Im Gegensatz zu den Bohrern im Nanomaßstab, die auf den molekularen Motoren des Nobelpreisträgers Prof. Bernard Feringa basieren, nutzen molekulare Presslufthämmer einen völlig anderen ⎯ und beispiellosen ⎯ Aktionsmechanismus.

„Ihre mechanische Bewegung ist mehr als eine Million Mal schneller als die früheren Motoren vom Feringa-Typ und sie können mit Licht im nahen Infrarotbereich statt mit sichtbarem Licht aktiviert werden“, so Tour.

Nahinfrarotlicht kann viel tiefer in den Körper eindringen als sichtbares Licht und gelangt so zu Organen oder Knochen, ohne das Gewebe zu schädigen.

„Licht im nahen Infrarotbereich kann bis zu 10 Zentimeter tief in den menschlichen Körper eindringen, im Gegensatz zu nur einem halben Zentimeter, der Eindringtiefe für sichtbares Licht, das wir zur Aktivierung der Nanobohrer genutzt haben“, erklärte Tour, T. T. und W. F. Chao-Professor für Chemie und Professor für Materialwissenschaften und Nanotechnik. „Es ist ein riesiger Fortschritt.“

Bei den Presslufthämmern handelt es sich um Aminocyaninmoleküle, eine Klasse fluoreszierender synthetischer Farbstoffe, die für die medizinische Bildgebung verwendet werden.

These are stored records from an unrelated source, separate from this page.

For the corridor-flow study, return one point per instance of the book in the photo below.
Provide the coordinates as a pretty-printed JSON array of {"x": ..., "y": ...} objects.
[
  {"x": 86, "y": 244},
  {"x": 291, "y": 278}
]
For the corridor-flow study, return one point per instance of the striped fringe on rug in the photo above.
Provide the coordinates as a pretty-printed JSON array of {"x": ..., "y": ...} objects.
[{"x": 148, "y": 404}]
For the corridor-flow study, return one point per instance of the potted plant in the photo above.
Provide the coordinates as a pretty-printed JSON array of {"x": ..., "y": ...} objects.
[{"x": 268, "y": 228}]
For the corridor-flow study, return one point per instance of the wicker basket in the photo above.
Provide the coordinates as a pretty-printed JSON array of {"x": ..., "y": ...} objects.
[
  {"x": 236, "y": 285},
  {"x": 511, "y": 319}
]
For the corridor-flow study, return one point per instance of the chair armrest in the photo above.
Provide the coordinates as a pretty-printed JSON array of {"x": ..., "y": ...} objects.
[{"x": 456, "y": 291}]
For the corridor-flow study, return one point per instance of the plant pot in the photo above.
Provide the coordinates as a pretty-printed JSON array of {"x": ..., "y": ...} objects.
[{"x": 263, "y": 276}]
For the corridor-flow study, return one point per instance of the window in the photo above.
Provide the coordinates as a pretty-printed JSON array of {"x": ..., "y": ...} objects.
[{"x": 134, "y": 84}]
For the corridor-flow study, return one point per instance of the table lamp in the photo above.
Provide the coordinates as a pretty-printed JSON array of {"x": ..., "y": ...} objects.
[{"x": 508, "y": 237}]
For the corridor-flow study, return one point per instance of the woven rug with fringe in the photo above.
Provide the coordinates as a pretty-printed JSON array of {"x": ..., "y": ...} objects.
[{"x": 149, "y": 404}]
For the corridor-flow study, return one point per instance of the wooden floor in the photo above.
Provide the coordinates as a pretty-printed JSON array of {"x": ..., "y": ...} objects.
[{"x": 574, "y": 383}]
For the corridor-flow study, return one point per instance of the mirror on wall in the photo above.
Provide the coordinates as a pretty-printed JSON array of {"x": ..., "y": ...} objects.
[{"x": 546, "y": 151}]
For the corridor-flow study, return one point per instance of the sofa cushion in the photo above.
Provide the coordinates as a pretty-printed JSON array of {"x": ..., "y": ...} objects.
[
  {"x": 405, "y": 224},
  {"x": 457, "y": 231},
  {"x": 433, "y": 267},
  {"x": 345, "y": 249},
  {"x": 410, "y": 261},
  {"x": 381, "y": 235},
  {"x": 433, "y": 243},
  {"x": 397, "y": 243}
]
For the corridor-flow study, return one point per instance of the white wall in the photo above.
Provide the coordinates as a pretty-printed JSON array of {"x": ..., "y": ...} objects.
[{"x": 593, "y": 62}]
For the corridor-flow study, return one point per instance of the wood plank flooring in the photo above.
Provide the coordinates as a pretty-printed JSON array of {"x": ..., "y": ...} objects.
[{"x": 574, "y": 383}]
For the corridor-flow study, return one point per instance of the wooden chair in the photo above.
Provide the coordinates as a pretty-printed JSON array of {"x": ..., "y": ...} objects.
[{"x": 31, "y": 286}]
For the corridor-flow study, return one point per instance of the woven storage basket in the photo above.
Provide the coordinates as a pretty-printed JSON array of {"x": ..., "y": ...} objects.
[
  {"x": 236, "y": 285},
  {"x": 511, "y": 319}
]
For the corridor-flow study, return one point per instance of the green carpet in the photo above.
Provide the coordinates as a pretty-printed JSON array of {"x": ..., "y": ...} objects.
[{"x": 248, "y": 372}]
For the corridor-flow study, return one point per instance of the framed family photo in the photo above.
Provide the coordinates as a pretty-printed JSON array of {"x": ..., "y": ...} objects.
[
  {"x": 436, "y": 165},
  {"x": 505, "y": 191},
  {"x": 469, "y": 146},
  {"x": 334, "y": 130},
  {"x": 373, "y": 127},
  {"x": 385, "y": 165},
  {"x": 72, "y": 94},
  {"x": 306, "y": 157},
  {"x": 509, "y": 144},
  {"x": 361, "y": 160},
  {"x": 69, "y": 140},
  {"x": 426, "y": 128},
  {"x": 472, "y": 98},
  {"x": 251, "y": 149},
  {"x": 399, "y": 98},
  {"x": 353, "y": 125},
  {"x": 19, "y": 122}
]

Dr. Ciceron Ayala-Orozco ist wissenschaftlicher Mitarbeiter im Tour-Labor der Rice University und Hauptautor der Studie. Foto von Jeff Fitlow/Rice University

„Diese Moleküle sind einfache Farbstoffe, die Menschen schon seit langem verwenden“, führte Erstautor Dr. Ciceron Ayala-Orozco aus. „Sie sind biokompatibel, wasserstabil und können sich sehr gut an die fetthaltige Außenschicht der Zellen anlagern. Aber obwohl sie für die Bildgebung verwendet wurden, wussten die Menschen nicht, wie man sie als Plasmonen aktiviert.“

Ayala-Orozco untersuchte Plasmonen zunächst als Doktorand der Forschungsgruppe von Prof. Naomi Halas, Physikerin und Nano-Ingenieurin an der Rice University.

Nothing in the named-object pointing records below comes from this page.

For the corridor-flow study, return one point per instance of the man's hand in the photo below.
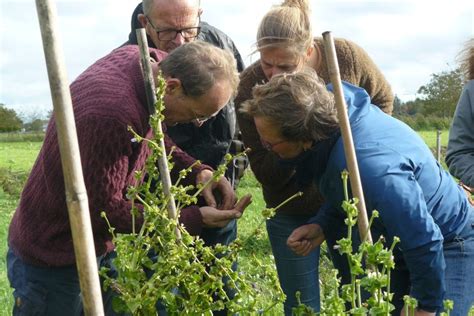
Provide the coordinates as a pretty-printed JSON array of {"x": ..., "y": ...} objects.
[
  {"x": 305, "y": 238},
  {"x": 212, "y": 217},
  {"x": 223, "y": 186},
  {"x": 417, "y": 312}
]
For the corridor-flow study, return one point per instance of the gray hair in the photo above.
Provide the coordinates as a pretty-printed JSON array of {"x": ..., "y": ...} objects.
[
  {"x": 148, "y": 4},
  {"x": 199, "y": 65},
  {"x": 466, "y": 60},
  {"x": 287, "y": 25},
  {"x": 298, "y": 103}
]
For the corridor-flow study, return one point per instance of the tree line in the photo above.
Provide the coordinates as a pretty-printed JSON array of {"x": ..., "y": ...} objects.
[{"x": 432, "y": 109}]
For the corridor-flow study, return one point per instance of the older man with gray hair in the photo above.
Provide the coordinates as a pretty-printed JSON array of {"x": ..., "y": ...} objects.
[{"x": 169, "y": 24}]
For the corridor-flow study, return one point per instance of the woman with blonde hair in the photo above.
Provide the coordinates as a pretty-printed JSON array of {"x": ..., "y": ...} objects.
[
  {"x": 460, "y": 153},
  {"x": 286, "y": 44}
]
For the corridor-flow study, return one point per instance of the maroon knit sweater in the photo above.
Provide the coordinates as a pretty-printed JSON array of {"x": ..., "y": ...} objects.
[{"x": 107, "y": 97}]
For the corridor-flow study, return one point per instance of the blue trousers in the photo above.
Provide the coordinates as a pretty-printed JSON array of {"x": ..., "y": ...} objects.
[
  {"x": 298, "y": 273},
  {"x": 459, "y": 273},
  {"x": 50, "y": 291},
  {"x": 56, "y": 291}
]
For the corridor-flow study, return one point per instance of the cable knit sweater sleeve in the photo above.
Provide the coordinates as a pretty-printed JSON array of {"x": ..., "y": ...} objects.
[
  {"x": 106, "y": 161},
  {"x": 356, "y": 67}
]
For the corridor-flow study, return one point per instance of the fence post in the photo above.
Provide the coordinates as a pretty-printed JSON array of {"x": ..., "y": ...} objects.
[
  {"x": 438, "y": 145},
  {"x": 346, "y": 133},
  {"x": 76, "y": 194}
]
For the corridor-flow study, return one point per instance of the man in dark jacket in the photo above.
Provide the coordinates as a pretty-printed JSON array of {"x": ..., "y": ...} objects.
[
  {"x": 207, "y": 141},
  {"x": 169, "y": 24}
]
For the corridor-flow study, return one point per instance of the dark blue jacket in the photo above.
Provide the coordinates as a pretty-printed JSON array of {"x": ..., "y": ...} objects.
[
  {"x": 209, "y": 142},
  {"x": 417, "y": 199}
]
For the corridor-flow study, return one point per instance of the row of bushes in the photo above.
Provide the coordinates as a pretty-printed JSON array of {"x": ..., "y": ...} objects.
[
  {"x": 22, "y": 137},
  {"x": 426, "y": 123}
]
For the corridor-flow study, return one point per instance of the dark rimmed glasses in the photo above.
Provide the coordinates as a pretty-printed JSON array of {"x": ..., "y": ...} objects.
[
  {"x": 170, "y": 34},
  {"x": 200, "y": 118},
  {"x": 269, "y": 146}
]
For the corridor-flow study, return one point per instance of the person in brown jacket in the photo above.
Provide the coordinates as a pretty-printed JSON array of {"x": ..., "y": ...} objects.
[{"x": 285, "y": 44}]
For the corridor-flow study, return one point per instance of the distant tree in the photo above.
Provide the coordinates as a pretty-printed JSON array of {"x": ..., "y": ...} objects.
[
  {"x": 397, "y": 106},
  {"x": 37, "y": 125},
  {"x": 9, "y": 120},
  {"x": 441, "y": 94}
]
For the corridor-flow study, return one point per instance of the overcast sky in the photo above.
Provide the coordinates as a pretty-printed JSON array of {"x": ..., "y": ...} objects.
[{"x": 408, "y": 39}]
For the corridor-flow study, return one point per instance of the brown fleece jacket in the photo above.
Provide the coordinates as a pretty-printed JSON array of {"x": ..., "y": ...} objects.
[{"x": 356, "y": 67}]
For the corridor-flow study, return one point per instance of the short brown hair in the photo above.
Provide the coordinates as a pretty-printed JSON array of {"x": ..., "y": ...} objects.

„Aufgrund ihrer Struktur und chemischen Eigenschaften können die Kerne dieser Moleküle synchron oszillieren, wenn sie dem richtigen Reiz ausgesetzt werden“, sagte Ayala-Orozco. „Ich sah die Notwendigkeit, die Eigenschaften von Plasmonen als Behandlungsform zu nutzen, und interessierte mich für Dr. Tours mechanischen Ansatz im Umgang mit Krebszellen. Ich habe im Grunde die Punkte verbunden. Die von uns identifizierten molekularen Plasmonen haben eine nahezu symmetrische Struktur mit einem Arm auf einer Seite. Der Arm trägt nicht zur plasmonischen Bewegung bei, aber er hilft, das Molekül an der Lipiddoppelschicht der Zellmembran zu verankern.“

Die Forschenden mussten nachweisen, dass die Aktionsweise der Moleküle weder einer photodynamischen noch einer photothermischen Therapie zuzuordnen ist.

„Was hervorzuheben ist, ist, dass wir eine andere Erklärung dafür gefunden haben, wie diese Moleküle funktionieren können“, so Ayala-Orozco. „Dies ist das erste Mal, dass ein molekulares Plasmon auf diese Weise genutzt wird, um das gesamte Molekül anzuregen und tatsächlich eine mechanische Aktion auszulösen, die dazu dient, ein bestimmtes Ziel zu erreichen – in diesem Fall das Zerreißen der Membran von Krebszellen. „In dieser Studie geht es um eine andere Art der Krebsbehandlung mithilfe mechanischer Kräfte auf molekularer Ebene.“

Forschende der Texas A&M University unter der Leitung von Jorge Seminario, Quantenchemiker und Professor für Chemieingenieurwesen, führten eine zeitabhängige Dichtefunktionaltheorie-Analyse zu den molekularen Merkmalen durch, die am Presslufthammereffekt beteiligt sind. Die Krebsstudien wurden an Mäusen am MD Anderson Cancer Center der University of Texas in Zusammenarbeit mit Dr. Jeffrey Myers, Professor und Vorsitzender der Abteilung für Kopf- und Halschirurgie und Direktor der translationalen Forschung der Abteilung für Chirurgie, durchgeführt.

Nanorobotics, Ltd., das Discovery Institute und die Welch Foundation (C-2017-20190330) unterstützten die Forschung.